White Lies
To Lose My Life
White Lies: il nome è già una dichiarazione d’intenti, mentire strizzando l’occhio di nascosto ed incrociando le dita nelle tasche, come almeno una volta abbiamo fatto tutti noi da bambini.
Si parte à rebours, la gestazione del primo lavoro del gruppo inglese si apre con “Death” che ricorda troppo da vicino l’intermezzo dei fumatori fuori dalle porte degli ospedali degli Editors, in attesa di un climax che sembra non arrivare mai, ma che quando si presenta si dimostra capace di smuovere i piedi grazie ad una simbiosi basso-batteria di vecchio stampo.
Continuano i debiti: “To Lose My Life” sembra riprendere una svogliata sessione ricreativa tra Chris Martin, Dennis Leigh e i New Order, , aggiungendovi un po’ di dance, scelta che ne fa il primo singolo estratto e tutto sommato un buon biglietto da visita, senza però tracciare particolari tratti distintivi tra la miriade di band inglesi e non che hanno scelto la stessa impronta, tant’è che il tiro cala per “A Place To Hide”.
Quando i toni si fanno più intimisti con “Fifty On Our Foreheads”, quasi una short story di Hawthorne, e “Unfinished Business” il trio londinese si libera dall’imperativo di dover star dietro a tutti costi a certi stilemi cosiddetti “indie”, si intravede la credibilità: organo iniziale e suoni ovattati che ben introducono un grottesco quadro, con poche ma buone pennellate/schitarrate.
“E.S.T”. e “From The Stars” sono atmosferici riferimenti ai testi di Robert Smith, attualizzati con melodie più da (Bloc) Party che da funerale, buona però la scelta di non esagerare con i violini e sintetizzatori.
“Nothing To Give” è l’apice del gloomy, claustrofobico shoegaze alla Slowdive, ove la voce di Harry McVeigh riesce ad aggiungere personalità e condurre con stile sobrio al termine dei quasi cinquanta minuti: “The Price Of Love”, incalzante elettronica ed ottima scelta per chiudere un disco in cui una delle parole più ricorrenti è “fear”.

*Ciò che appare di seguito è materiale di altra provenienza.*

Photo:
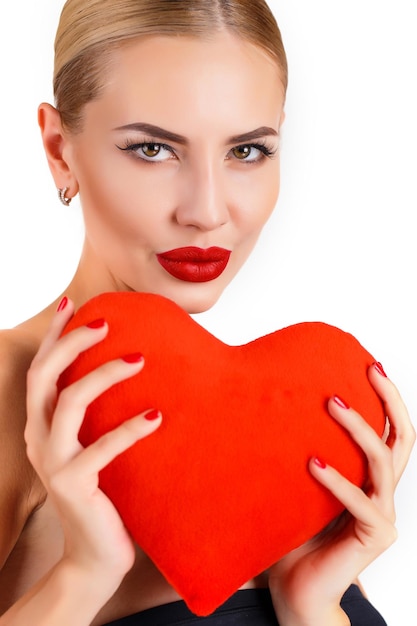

I White Lies non hanno paura a guidare l’ascoltatore dandogli subito punti d’appiglio a partire dal titolo del disco To Lose My Life, testi sentimental-noir, una geometrica e rigorosa copertina (forse un po’ troppo Vnv Nation) ed i tre video realizzati con un buon lavoro di regia, trench scuri che ci riportano con l’immaginazione ad una Manchester post industriale: purtroppo solo con l’immaginazione, ci sono echi degli anni ’80, c’è un basso che ammicca a Peter Hook, ci sono ritmi incalzanti ma non quanto basta, il trio londinese sembra proprio aver paura di volare ( Fear of Flying era il precedente nome della band, sarà un caso?), o forse solo di osare, osare di più, partire da una camera troppo stretta, guardare dalla finestra e però poi spalancarla, bisogna ammettere però che ci avevano avveriti: bugie bianche…quindi innocue.
Ci avverte il cantante con la title track : “I was always careless as a child”, ne apprezziamo quindi quella che sembra spontaneità, un esordio tra le righe anche se alcuni avevano urlato alla best new thing.
A fine gennaio arrivano al primo posto delle classifiche Uk, tra qualche anno dove saranno?
Io di sicuro adesso ad ascoltare gli Ultravox…quelli veri.